An unusual case of Cushing’s Syndrome: Ectopic ACTH associated with Metastatic Ovarian Teratoma
Dr Sarah Ali, Dr Anjali Amin, Professor Karim Meeran
Department of Endocrinology, Charing Cross and Hammersmith Hospitals, Imperial College Healthcare NHS Trust, London, W6 8RF
We present a challenging case of a 40 year old Caucasian lady, who initially presented in 1989 with abdominal pain and swelling. Investigations revealed an ovarian tumour and she underwent a total abdominal hysterectomy and bilateral salpingo-oophorectomy. Histology from the tumour revealed a teratoma with mature neuro-ectodermal and cartilagenous elements. The teratoma recurred early and she underwent partial hepatectomy and splenectomy, followed by chemotherapy and alpha-interferon. Treatment was discontinued when residual disease appeared calcified.

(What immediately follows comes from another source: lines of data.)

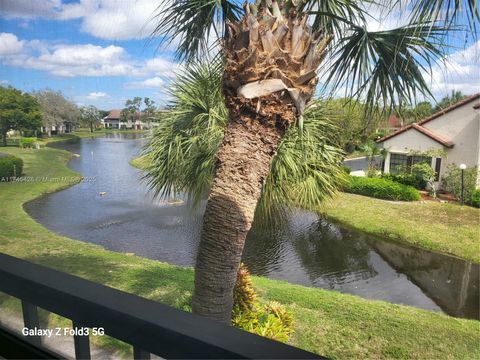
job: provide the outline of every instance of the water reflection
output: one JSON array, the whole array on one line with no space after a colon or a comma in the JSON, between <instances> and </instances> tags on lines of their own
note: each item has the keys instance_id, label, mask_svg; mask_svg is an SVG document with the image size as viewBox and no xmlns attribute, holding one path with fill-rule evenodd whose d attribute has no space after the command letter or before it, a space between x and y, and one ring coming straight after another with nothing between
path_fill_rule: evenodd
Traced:
<instances>
[{"instance_id":1,"label":"water reflection","mask_svg":"<svg viewBox=\"0 0 480 360\"><path fill-rule=\"evenodd\" d=\"M128 164L143 140L128 138L137 140L111 134L55 145L79 154L69 166L95 181L41 197L25 209L62 235L192 266L204 204L152 199L142 173ZM479 317L478 265L373 238L306 211L293 212L275 229L255 224L243 260L258 275Z\"/></svg>"}]
</instances>

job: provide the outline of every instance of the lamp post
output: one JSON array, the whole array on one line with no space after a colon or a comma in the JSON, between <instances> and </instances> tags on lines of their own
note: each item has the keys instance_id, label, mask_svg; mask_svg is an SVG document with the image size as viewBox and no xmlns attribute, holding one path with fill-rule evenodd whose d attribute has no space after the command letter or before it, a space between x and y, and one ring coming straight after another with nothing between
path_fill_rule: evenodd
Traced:
<instances>
[{"instance_id":1,"label":"lamp post","mask_svg":"<svg viewBox=\"0 0 480 360\"><path fill-rule=\"evenodd\" d=\"M462 195L461 195L461 198L460 198L460 204L463 206L463 202L464 202L464 179L465 179L465 176L464 176L464 172L465 172L465 169L467 168L467 165L465 164L460 164L459 166L460 170L462 170Z\"/></svg>"}]
</instances>

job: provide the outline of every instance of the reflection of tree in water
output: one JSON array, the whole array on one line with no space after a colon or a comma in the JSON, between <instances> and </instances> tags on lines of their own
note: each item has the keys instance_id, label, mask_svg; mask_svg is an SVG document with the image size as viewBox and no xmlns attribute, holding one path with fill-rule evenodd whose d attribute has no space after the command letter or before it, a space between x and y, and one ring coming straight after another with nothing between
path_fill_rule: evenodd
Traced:
<instances>
[{"instance_id":1,"label":"reflection of tree in water","mask_svg":"<svg viewBox=\"0 0 480 360\"><path fill-rule=\"evenodd\" d=\"M242 256L252 274L267 275L280 265L284 253L284 231L284 227L278 224L273 227L253 223Z\"/></svg>"},{"instance_id":2,"label":"reflection of tree in water","mask_svg":"<svg viewBox=\"0 0 480 360\"><path fill-rule=\"evenodd\" d=\"M255 218L249 231L242 261L252 274L267 275L279 270L291 257L291 240L308 229L318 216L309 211L275 209L270 219Z\"/></svg>"},{"instance_id":3,"label":"reflection of tree in water","mask_svg":"<svg viewBox=\"0 0 480 360\"><path fill-rule=\"evenodd\" d=\"M480 318L478 264L385 241L373 242L372 246L445 312L453 316Z\"/></svg>"},{"instance_id":4,"label":"reflection of tree in water","mask_svg":"<svg viewBox=\"0 0 480 360\"><path fill-rule=\"evenodd\" d=\"M325 220L297 234L293 246L313 283L321 279L333 288L377 275L369 263L370 246L363 236Z\"/></svg>"},{"instance_id":5,"label":"reflection of tree in water","mask_svg":"<svg viewBox=\"0 0 480 360\"><path fill-rule=\"evenodd\" d=\"M293 255L312 283L321 280L334 287L377 274L368 262L369 249L361 234L298 211L275 226L254 223L243 261L253 274L267 275Z\"/></svg>"}]
</instances>

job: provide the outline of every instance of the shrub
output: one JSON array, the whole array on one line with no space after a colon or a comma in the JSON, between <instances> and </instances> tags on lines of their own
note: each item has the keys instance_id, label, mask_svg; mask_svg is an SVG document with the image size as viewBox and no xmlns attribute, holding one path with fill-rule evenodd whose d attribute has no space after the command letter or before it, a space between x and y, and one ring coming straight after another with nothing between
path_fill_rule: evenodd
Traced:
<instances>
[{"instance_id":1,"label":"shrub","mask_svg":"<svg viewBox=\"0 0 480 360\"><path fill-rule=\"evenodd\" d=\"M379 178L350 176L343 191L387 200L420 200L420 194L414 187Z\"/></svg>"},{"instance_id":2,"label":"shrub","mask_svg":"<svg viewBox=\"0 0 480 360\"><path fill-rule=\"evenodd\" d=\"M237 274L237 282L233 290L233 304L235 311L245 312L252 310L257 301L257 294L252 286L250 273L244 263L240 264Z\"/></svg>"},{"instance_id":3,"label":"shrub","mask_svg":"<svg viewBox=\"0 0 480 360\"><path fill-rule=\"evenodd\" d=\"M37 138L34 137L23 137L18 142L21 148L31 148L33 149L37 144Z\"/></svg>"},{"instance_id":4,"label":"shrub","mask_svg":"<svg viewBox=\"0 0 480 360\"><path fill-rule=\"evenodd\" d=\"M380 171L377 169L377 167L373 164L370 164L365 173L365 176L368 178L378 178L379 174L380 174Z\"/></svg>"},{"instance_id":5,"label":"shrub","mask_svg":"<svg viewBox=\"0 0 480 360\"><path fill-rule=\"evenodd\" d=\"M22 175L23 160L12 155L0 157L0 180L8 181L9 178Z\"/></svg>"},{"instance_id":6,"label":"shrub","mask_svg":"<svg viewBox=\"0 0 480 360\"><path fill-rule=\"evenodd\" d=\"M437 197L437 186L435 185L436 172L427 163L418 163L412 166L412 175L422 179L428 184L429 192Z\"/></svg>"},{"instance_id":7,"label":"shrub","mask_svg":"<svg viewBox=\"0 0 480 360\"><path fill-rule=\"evenodd\" d=\"M343 170L345 174L350 175L351 170L348 166L340 165L340 168Z\"/></svg>"},{"instance_id":8,"label":"shrub","mask_svg":"<svg viewBox=\"0 0 480 360\"><path fill-rule=\"evenodd\" d=\"M425 189L427 182L419 174L383 174L382 178L398 182L403 185L413 186L415 189Z\"/></svg>"},{"instance_id":9,"label":"shrub","mask_svg":"<svg viewBox=\"0 0 480 360\"><path fill-rule=\"evenodd\" d=\"M480 208L480 189L475 189L468 200L468 204L473 207Z\"/></svg>"},{"instance_id":10,"label":"shrub","mask_svg":"<svg viewBox=\"0 0 480 360\"><path fill-rule=\"evenodd\" d=\"M471 199L477 185L476 166L464 170L464 198ZM462 171L456 164L449 164L442 179L443 188L460 199L462 195Z\"/></svg>"},{"instance_id":11,"label":"shrub","mask_svg":"<svg viewBox=\"0 0 480 360\"><path fill-rule=\"evenodd\" d=\"M293 332L292 314L280 303L260 306L250 274L242 263L233 292L232 325L270 339L286 342Z\"/></svg>"}]
</instances>

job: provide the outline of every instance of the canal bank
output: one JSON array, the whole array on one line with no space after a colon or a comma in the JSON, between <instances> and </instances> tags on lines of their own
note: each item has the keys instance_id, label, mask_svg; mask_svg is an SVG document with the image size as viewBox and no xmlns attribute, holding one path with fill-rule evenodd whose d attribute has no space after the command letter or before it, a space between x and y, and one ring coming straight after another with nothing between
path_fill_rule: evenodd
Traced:
<instances>
[{"instance_id":1,"label":"canal bank","mask_svg":"<svg viewBox=\"0 0 480 360\"><path fill-rule=\"evenodd\" d=\"M66 151L8 148L5 152L24 159L26 176L77 175L65 166L72 156ZM65 186L68 184L57 182L0 184L0 251L181 307L193 286L190 268L107 251L98 245L59 236L23 210L24 203ZM261 301L280 301L293 312L296 329L290 341L293 345L331 358L480 355L478 321L262 277L255 277L254 285ZM14 307L5 297L1 301L2 307ZM98 341L112 345L106 339Z\"/></svg>"}]
</instances>

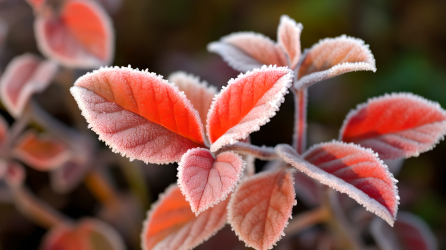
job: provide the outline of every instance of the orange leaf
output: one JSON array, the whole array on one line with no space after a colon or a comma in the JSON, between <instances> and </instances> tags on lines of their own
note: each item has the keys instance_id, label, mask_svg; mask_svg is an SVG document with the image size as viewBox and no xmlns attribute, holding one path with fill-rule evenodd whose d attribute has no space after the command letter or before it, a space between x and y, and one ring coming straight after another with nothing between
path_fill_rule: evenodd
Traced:
<instances>
[{"instance_id":1,"label":"orange leaf","mask_svg":"<svg viewBox=\"0 0 446 250\"><path fill-rule=\"evenodd\" d=\"M276 151L299 171L347 194L393 225L399 204L396 180L372 150L333 141L313 146L302 157L286 144Z\"/></svg>"},{"instance_id":2,"label":"orange leaf","mask_svg":"<svg viewBox=\"0 0 446 250\"><path fill-rule=\"evenodd\" d=\"M42 92L51 83L57 65L37 56L24 54L15 57L6 67L0 80L0 97L14 117L19 117L29 98Z\"/></svg>"},{"instance_id":3,"label":"orange leaf","mask_svg":"<svg viewBox=\"0 0 446 250\"><path fill-rule=\"evenodd\" d=\"M371 148L387 160L429 151L445 133L446 111L438 103L394 93L358 105L347 115L339 137Z\"/></svg>"},{"instance_id":4,"label":"orange leaf","mask_svg":"<svg viewBox=\"0 0 446 250\"><path fill-rule=\"evenodd\" d=\"M90 127L122 155L163 164L204 145L198 112L154 73L102 68L74 85L71 93Z\"/></svg>"},{"instance_id":5,"label":"orange leaf","mask_svg":"<svg viewBox=\"0 0 446 250\"><path fill-rule=\"evenodd\" d=\"M293 80L293 71L266 67L240 74L228 82L211 105L207 132L211 151L245 139L269 122L284 101Z\"/></svg>"},{"instance_id":6,"label":"orange leaf","mask_svg":"<svg viewBox=\"0 0 446 250\"><path fill-rule=\"evenodd\" d=\"M71 156L65 144L50 135L37 136L35 132L28 132L21 136L12 154L40 171L60 167Z\"/></svg>"},{"instance_id":7,"label":"orange leaf","mask_svg":"<svg viewBox=\"0 0 446 250\"><path fill-rule=\"evenodd\" d=\"M96 219L83 219L74 226L51 229L40 246L42 250L124 250L119 234Z\"/></svg>"},{"instance_id":8,"label":"orange leaf","mask_svg":"<svg viewBox=\"0 0 446 250\"><path fill-rule=\"evenodd\" d=\"M45 13L37 16L35 33L47 57L76 68L96 68L113 59L112 23L95 1L67 0L59 11Z\"/></svg>"},{"instance_id":9,"label":"orange leaf","mask_svg":"<svg viewBox=\"0 0 446 250\"><path fill-rule=\"evenodd\" d=\"M292 173L285 168L243 181L228 205L232 229L246 245L270 249L283 235L296 205Z\"/></svg>"},{"instance_id":10,"label":"orange leaf","mask_svg":"<svg viewBox=\"0 0 446 250\"><path fill-rule=\"evenodd\" d=\"M359 70L376 71L375 58L364 41L345 35L326 38L304 52L294 87Z\"/></svg>"},{"instance_id":11,"label":"orange leaf","mask_svg":"<svg viewBox=\"0 0 446 250\"><path fill-rule=\"evenodd\" d=\"M177 250L200 245L225 225L228 201L226 199L195 217L180 189L171 185L147 214L141 248Z\"/></svg>"}]
</instances>

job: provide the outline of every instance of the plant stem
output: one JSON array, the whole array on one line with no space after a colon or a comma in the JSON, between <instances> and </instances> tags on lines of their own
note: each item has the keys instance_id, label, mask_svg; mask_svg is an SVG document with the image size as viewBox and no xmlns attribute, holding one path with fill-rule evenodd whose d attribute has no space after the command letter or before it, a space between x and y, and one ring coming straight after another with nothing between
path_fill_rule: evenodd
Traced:
<instances>
[{"instance_id":1,"label":"plant stem","mask_svg":"<svg viewBox=\"0 0 446 250\"><path fill-rule=\"evenodd\" d=\"M307 139L307 88L300 90L291 87L294 94L294 135L293 147L297 153L302 154L305 151Z\"/></svg>"},{"instance_id":2,"label":"plant stem","mask_svg":"<svg viewBox=\"0 0 446 250\"><path fill-rule=\"evenodd\" d=\"M69 221L65 216L32 195L25 187L10 187L17 209L40 226L51 228Z\"/></svg>"},{"instance_id":3,"label":"plant stem","mask_svg":"<svg viewBox=\"0 0 446 250\"><path fill-rule=\"evenodd\" d=\"M223 151L234 151L235 153L244 155L249 154L264 161L270 161L279 158L274 148L265 146L258 147L245 142L237 142L235 144L225 146L220 152Z\"/></svg>"},{"instance_id":4,"label":"plant stem","mask_svg":"<svg viewBox=\"0 0 446 250\"><path fill-rule=\"evenodd\" d=\"M85 184L93 195L106 207L114 207L119 202L119 195L102 170L90 168L85 176Z\"/></svg>"},{"instance_id":5,"label":"plant stem","mask_svg":"<svg viewBox=\"0 0 446 250\"><path fill-rule=\"evenodd\" d=\"M28 125L30 118L31 116L28 110L25 109L23 115L14 121L11 129L9 130L9 137L6 148L10 148L15 139L17 139L17 137L23 132L23 130L26 129L26 126Z\"/></svg>"},{"instance_id":6,"label":"plant stem","mask_svg":"<svg viewBox=\"0 0 446 250\"><path fill-rule=\"evenodd\" d=\"M319 207L291 219L288 226L285 228L285 234L295 234L317 223L324 222L328 219L329 213L325 207Z\"/></svg>"},{"instance_id":7,"label":"plant stem","mask_svg":"<svg viewBox=\"0 0 446 250\"><path fill-rule=\"evenodd\" d=\"M328 226L337 240L337 249L364 249L356 231L350 226L339 204L336 191L328 187L321 188L323 206L329 212Z\"/></svg>"}]
</instances>

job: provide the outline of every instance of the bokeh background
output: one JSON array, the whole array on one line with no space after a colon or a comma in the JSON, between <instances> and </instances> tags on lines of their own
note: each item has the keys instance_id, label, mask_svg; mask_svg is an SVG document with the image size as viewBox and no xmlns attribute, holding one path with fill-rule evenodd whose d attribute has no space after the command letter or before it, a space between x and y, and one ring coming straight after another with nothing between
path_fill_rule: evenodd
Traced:
<instances>
[{"instance_id":1,"label":"bokeh background","mask_svg":"<svg viewBox=\"0 0 446 250\"><path fill-rule=\"evenodd\" d=\"M275 40L282 14L303 24L303 49L325 37L346 34L370 45L378 69L376 73L342 75L309 89L308 145L336 139L349 110L384 93L412 92L446 108L444 0L123 0L111 13L116 32L113 64L148 68L165 77L182 70L221 87L238 72L218 55L207 52L207 44L238 31L255 31ZM16 55L40 54L32 30L34 17L25 1L0 0L0 18L10 24L0 58L2 70ZM69 124L63 103L71 96L60 95L57 86L42 95L53 97L46 98L49 111ZM2 115L8 116L3 111ZM252 142L268 146L291 143L293 117L292 96L287 95L280 112L252 134ZM264 163L257 163L260 170ZM440 249L446 249L445 164L443 141L434 150L406 160L396 176L400 209L423 218L437 236ZM144 169L152 200L176 181L174 165ZM27 171L27 185L33 192L65 214L77 218L97 211L97 202L83 185L62 196L51 191L45 173ZM125 189L126 183L119 181L119 176L116 170L115 177ZM230 234L227 229L223 233ZM0 249L35 249L44 233L10 204L0 204Z\"/></svg>"}]
</instances>

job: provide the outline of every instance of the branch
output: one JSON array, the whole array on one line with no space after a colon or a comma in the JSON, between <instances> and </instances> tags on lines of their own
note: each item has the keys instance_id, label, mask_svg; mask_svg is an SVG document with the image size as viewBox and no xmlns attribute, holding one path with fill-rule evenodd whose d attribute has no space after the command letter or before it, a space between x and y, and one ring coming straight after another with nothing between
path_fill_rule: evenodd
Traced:
<instances>
[{"instance_id":1,"label":"branch","mask_svg":"<svg viewBox=\"0 0 446 250\"><path fill-rule=\"evenodd\" d=\"M252 155L257 159L264 161L279 159L279 156L277 155L274 148L266 146L254 146L245 142L237 142L235 144L225 146L220 150L220 152L223 151L234 151L234 153Z\"/></svg>"}]
</instances>

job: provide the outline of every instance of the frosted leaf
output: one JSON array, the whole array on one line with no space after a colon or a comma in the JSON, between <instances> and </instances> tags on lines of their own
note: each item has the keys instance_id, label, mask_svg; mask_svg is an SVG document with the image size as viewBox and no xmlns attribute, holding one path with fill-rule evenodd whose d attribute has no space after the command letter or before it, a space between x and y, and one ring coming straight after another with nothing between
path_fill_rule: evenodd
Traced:
<instances>
[{"instance_id":1,"label":"frosted leaf","mask_svg":"<svg viewBox=\"0 0 446 250\"><path fill-rule=\"evenodd\" d=\"M181 71L171 74L168 80L178 86L178 90L184 92L192 106L200 114L201 122L206 125L206 117L212 99L217 94L217 89L214 86L209 86L205 81L200 82L198 77Z\"/></svg>"},{"instance_id":2,"label":"frosted leaf","mask_svg":"<svg viewBox=\"0 0 446 250\"><path fill-rule=\"evenodd\" d=\"M178 164L178 185L199 215L225 200L240 180L245 163L236 154L224 152L214 159L209 150L190 149Z\"/></svg>"},{"instance_id":3,"label":"frosted leaf","mask_svg":"<svg viewBox=\"0 0 446 250\"><path fill-rule=\"evenodd\" d=\"M254 175L231 196L228 221L247 246L270 249L284 235L294 198L292 173L285 168Z\"/></svg>"},{"instance_id":4,"label":"frosted leaf","mask_svg":"<svg viewBox=\"0 0 446 250\"><path fill-rule=\"evenodd\" d=\"M37 56L23 54L15 57L0 79L0 97L14 117L19 117L30 97L45 90L51 83L57 65Z\"/></svg>"},{"instance_id":5,"label":"frosted leaf","mask_svg":"<svg viewBox=\"0 0 446 250\"><path fill-rule=\"evenodd\" d=\"M143 250L192 249L217 233L227 221L229 199L195 216L180 189L171 185L152 205L143 223Z\"/></svg>"},{"instance_id":6,"label":"frosted leaf","mask_svg":"<svg viewBox=\"0 0 446 250\"><path fill-rule=\"evenodd\" d=\"M281 48L271 39L254 32L238 32L208 45L208 51L219 54L234 69L246 72L262 65L287 66Z\"/></svg>"},{"instance_id":7,"label":"frosted leaf","mask_svg":"<svg viewBox=\"0 0 446 250\"><path fill-rule=\"evenodd\" d=\"M40 245L42 250L124 250L121 236L109 225L96 219L83 219L76 225L53 227Z\"/></svg>"},{"instance_id":8,"label":"frosted leaf","mask_svg":"<svg viewBox=\"0 0 446 250\"><path fill-rule=\"evenodd\" d=\"M95 1L67 0L60 10L45 13L37 15L34 32L46 57L72 68L97 68L112 61L112 22Z\"/></svg>"},{"instance_id":9,"label":"frosted leaf","mask_svg":"<svg viewBox=\"0 0 446 250\"><path fill-rule=\"evenodd\" d=\"M269 122L284 101L293 80L285 67L267 67L231 79L211 105L207 134L211 151L237 143Z\"/></svg>"},{"instance_id":10,"label":"frosted leaf","mask_svg":"<svg viewBox=\"0 0 446 250\"><path fill-rule=\"evenodd\" d=\"M204 145L198 112L153 73L102 68L79 78L71 93L99 139L131 159L170 163Z\"/></svg>"},{"instance_id":11,"label":"frosted leaf","mask_svg":"<svg viewBox=\"0 0 446 250\"><path fill-rule=\"evenodd\" d=\"M294 87L308 87L316 82L352 71L376 71L375 58L364 41L342 35L326 38L304 51Z\"/></svg>"},{"instance_id":12,"label":"frosted leaf","mask_svg":"<svg viewBox=\"0 0 446 250\"><path fill-rule=\"evenodd\" d=\"M408 212L398 213L393 228L381 220L374 219L371 224L371 233L383 250L438 249L435 236L426 223Z\"/></svg>"},{"instance_id":13,"label":"frosted leaf","mask_svg":"<svg viewBox=\"0 0 446 250\"><path fill-rule=\"evenodd\" d=\"M409 93L370 99L347 115L339 138L371 148L383 160L431 150L446 133L446 111Z\"/></svg>"},{"instance_id":14,"label":"frosted leaf","mask_svg":"<svg viewBox=\"0 0 446 250\"><path fill-rule=\"evenodd\" d=\"M315 145L302 157L289 145L279 145L276 150L299 171L347 194L393 225L398 190L387 166L372 150L336 141Z\"/></svg>"},{"instance_id":15,"label":"frosted leaf","mask_svg":"<svg viewBox=\"0 0 446 250\"><path fill-rule=\"evenodd\" d=\"M291 69L296 68L300 59L300 34L303 26L296 23L287 15L280 17L279 28L277 28L277 41L288 56Z\"/></svg>"},{"instance_id":16,"label":"frosted leaf","mask_svg":"<svg viewBox=\"0 0 446 250\"><path fill-rule=\"evenodd\" d=\"M12 155L37 170L48 171L60 167L71 157L71 152L64 143L49 134L28 132L17 140Z\"/></svg>"}]
</instances>

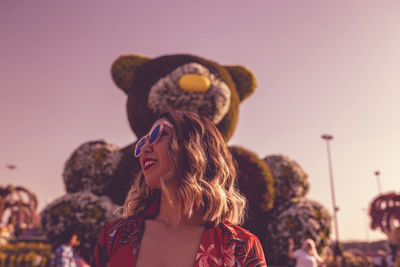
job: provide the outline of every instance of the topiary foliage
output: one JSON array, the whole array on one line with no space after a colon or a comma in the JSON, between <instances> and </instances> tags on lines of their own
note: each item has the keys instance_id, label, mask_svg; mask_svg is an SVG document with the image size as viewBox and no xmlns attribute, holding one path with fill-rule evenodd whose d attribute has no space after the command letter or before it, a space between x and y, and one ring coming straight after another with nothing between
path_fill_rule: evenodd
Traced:
<instances>
[{"instance_id":1,"label":"topiary foliage","mask_svg":"<svg viewBox=\"0 0 400 267\"><path fill-rule=\"evenodd\" d=\"M80 254L89 262L101 228L121 215L116 213L117 208L106 196L89 191L69 193L46 206L41 223L54 249L65 240L65 235L77 233Z\"/></svg>"},{"instance_id":2,"label":"topiary foliage","mask_svg":"<svg viewBox=\"0 0 400 267\"><path fill-rule=\"evenodd\" d=\"M238 185L249 202L249 213L270 210L274 205L274 181L268 165L243 147L229 148L238 165Z\"/></svg>"},{"instance_id":3,"label":"topiary foliage","mask_svg":"<svg viewBox=\"0 0 400 267\"><path fill-rule=\"evenodd\" d=\"M37 205L36 195L29 189L0 186L0 225L12 224L19 230L35 225Z\"/></svg>"},{"instance_id":4,"label":"topiary foliage","mask_svg":"<svg viewBox=\"0 0 400 267\"><path fill-rule=\"evenodd\" d=\"M257 87L257 80L253 73L243 66L225 66L231 74L239 94L243 101L250 96Z\"/></svg>"},{"instance_id":5,"label":"topiary foliage","mask_svg":"<svg viewBox=\"0 0 400 267\"><path fill-rule=\"evenodd\" d=\"M288 239L299 246L307 238L315 241L321 251L328 245L331 227L329 212L318 202L302 199L287 209L274 209L268 213L263 249L269 264L287 265Z\"/></svg>"},{"instance_id":6,"label":"topiary foliage","mask_svg":"<svg viewBox=\"0 0 400 267\"><path fill-rule=\"evenodd\" d=\"M147 134L161 113L184 110L210 119L228 141L236 129L240 104L254 92L257 84L254 74L243 66L221 65L187 54L156 58L123 55L114 61L111 74L126 95L129 125L137 138ZM133 157L135 142L133 137L121 149L104 141L80 146L65 166L67 192L89 190L122 205L140 170L139 160ZM272 207L272 178L262 159L244 149L237 151L240 177L251 177L246 181L255 183L241 184L248 188L244 191L250 199L251 216L256 218ZM257 194L253 195L255 190ZM73 221L73 216L68 216ZM50 227L50 222L46 224Z\"/></svg>"},{"instance_id":7,"label":"topiary foliage","mask_svg":"<svg viewBox=\"0 0 400 267\"><path fill-rule=\"evenodd\" d=\"M147 61L140 55L124 55L113 63L111 73L117 86L128 95L128 119L136 136L143 136L147 132L157 114L165 110L189 108L213 120L224 139L228 140L236 128L238 106L243 100L240 96L250 95L255 88L255 76L244 67L239 70L239 67L232 67L231 73L229 66L225 67L194 55L167 55ZM179 79L187 73L196 73L209 79L210 90L205 92L182 90ZM234 75L240 76L235 79ZM213 81L216 83L213 84ZM161 88L166 88L168 91L165 93L159 91ZM218 98L214 98L216 96L214 92L222 92L223 88L229 90L228 109L218 107ZM199 98L204 100L199 102L197 101ZM162 105L160 108L159 105L152 105L152 103L160 104L156 99L169 100L166 106ZM225 111L215 116L222 110Z\"/></svg>"},{"instance_id":8,"label":"topiary foliage","mask_svg":"<svg viewBox=\"0 0 400 267\"><path fill-rule=\"evenodd\" d=\"M121 158L119 147L104 141L81 145L65 163L63 178L67 192L88 190L96 195L108 194Z\"/></svg>"},{"instance_id":9,"label":"topiary foliage","mask_svg":"<svg viewBox=\"0 0 400 267\"><path fill-rule=\"evenodd\" d=\"M249 150L229 147L238 165L238 186L248 201L247 218L244 227L257 235L261 244L264 236L266 219L264 214L274 205L273 178L264 161Z\"/></svg>"},{"instance_id":10,"label":"topiary foliage","mask_svg":"<svg viewBox=\"0 0 400 267\"><path fill-rule=\"evenodd\" d=\"M276 206L284 207L305 197L309 190L307 174L301 166L284 155L264 158L274 177Z\"/></svg>"},{"instance_id":11,"label":"topiary foliage","mask_svg":"<svg viewBox=\"0 0 400 267\"><path fill-rule=\"evenodd\" d=\"M390 192L378 195L369 206L371 228L379 228L384 233L391 230L391 221L400 221L400 194Z\"/></svg>"},{"instance_id":12,"label":"topiary foliage","mask_svg":"<svg viewBox=\"0 0 400 267\"><path fill-rule=\"evenodd\" d=\"M185 110L210 119L228 141L236 129L240 104L257 84L255 75L243 66L221 65L188 54L156 58L122 55L114 61L111 73L127 96L128 121L138 138L148 132L161 113ZM140 170L139 161L132 155L133 147L134 142L122 149L121 162L108 189L119 205L124 203L126 190Z\"/></svg>"},{"instance_id":13,"label":"topiary foliage","mask_svg":"<svg viewBox=\"0 0 400 267\"><path fill-rule=\"evenodd\" d=\"M269 264L290 265L287 256L288 238L296 244L311 238L319 250L328 245L331 216L318 202L306 199L309 190L307 174L294 160L283 155L264 158L274 177L274 207L258 221L262 228L263 249Z\"/></svg>"}]
</instances>

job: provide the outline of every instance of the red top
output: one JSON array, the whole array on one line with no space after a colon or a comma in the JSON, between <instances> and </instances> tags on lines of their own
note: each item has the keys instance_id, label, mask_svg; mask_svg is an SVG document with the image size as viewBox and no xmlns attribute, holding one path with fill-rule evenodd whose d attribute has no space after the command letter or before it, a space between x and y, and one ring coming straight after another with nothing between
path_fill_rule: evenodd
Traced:
<instances>
[{"instance_id":1,"label":"red top","mask_svg":"<svg viewBox=\"0 0 400 267\"><path fill-rule=\"evenodd\" d=\"M103 227L94 250L91 266L135 266L144 221L158 214L155 201L142 216L120 218ZM206 226L195 267L208 266L267 266L258 238L243 228L221 223Z\"/></svg>"}]
</instances>

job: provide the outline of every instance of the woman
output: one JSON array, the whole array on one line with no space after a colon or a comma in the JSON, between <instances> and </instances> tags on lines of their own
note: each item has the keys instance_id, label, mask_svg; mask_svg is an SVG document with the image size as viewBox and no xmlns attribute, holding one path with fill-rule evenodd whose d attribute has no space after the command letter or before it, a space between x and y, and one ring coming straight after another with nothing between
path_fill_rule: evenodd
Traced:
<instances>
[{"instance_id":1,"label":"woman","mask_svg":"<svg viewBox=\"0 0 400 267\"><path fill-rule=\"evenodd\" d=\"M123 218L107 225L92 266L266 266L258 238L236 226L246 199L208 119L171 111L137 142L142 171Z\"/></svg>"},{"instance_id":2,"label":"woman","mask_svg":"<svg viewBox=\"0 0 400 267\"><path fill-rule=\"evenodd\" d=\"M306 239L300 249L293 252L294 241L289 238L288 256L289 258L296 259L296 267L317 267L318 265L325 264L326 260L322 259L317 252L315 243L312 239ZM330 251L328 250L329 254Z\"/></svg>"}]
</instances>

She remained well for approximately 10 years, when she re-presented with a 9 month history of weight gain, weakness and lethargy. Examination revealed features of Cushing’s syndrome. Cortisol levels failed to suppress with a low dose dexamethasone suppression test (levels falling from 1065 to 829nmol/l) and ACTH was raised at 124.9 ng/l. Cortisol levels fell minimally from 829 to 819 nmol/l with a subsequent high dose dexamethasone suppression test, with ACTH reducing from 124.9 to 80.4 ng/l. Inferior petrosal sinus sampling showed little response to CRF in the peripheral samples and no central to peripheral gradient. An MRI pituitary scan was normal. These results were consistent with a diagnosis of non-pituitary driven ACTH-dependent Cushing’s Syndrome.
Whole body venous sampling for ACTH and cortisol showed relatively high levels of ACTH in the right hepatic vein, the low IVC below the renal veins and the right common iliac vein. These suggested ACTH production from residual teratoma tissue in the liver and pelvis. Repeat imaging of chest, abdomen and pelvis showed no evidence of disease progression from a previous scan. An Octreotide scan showed two areas of increased uptake, one in the proximity of the liver consistent with an area of stable metastatic disease and the second at the site of the splenic bed, where a small area of tissue, suggestive of a splenunculus was identified on CT scanning.
Metyrapone was initiated to control hypercortisolaemia. There was great difficulty in determining which of the calcified metastases were responsible for the ectopic ACTH production. Due to uncontrollable disease, she underwent bilateral adrenalectomy in 2001. Post-operatively she commenced on hydrocortisone and fludrocortisone replacement, and metyrapone was stopped. There was a dramatic improvement in her appearance and symptoms. She has remained well with stable ACTH levels.
This case highlights the difficulties of treating Cushing’s syndrome secondary to ectopic ACTH production. Ovarian tumours remain very rare causes of Cushing’s syndrome and generally have a poor prognosis. In a situation, where the source of ectopic ACTH is difficult to localise, this case shows the benefit of performing bilateral adrenalectomy, in order to treat the Cushing’s syndrome. In addition, although not a tumour marker per se, a general rise in ACTH may have a role as a potential tumour marker for recurrence in this case.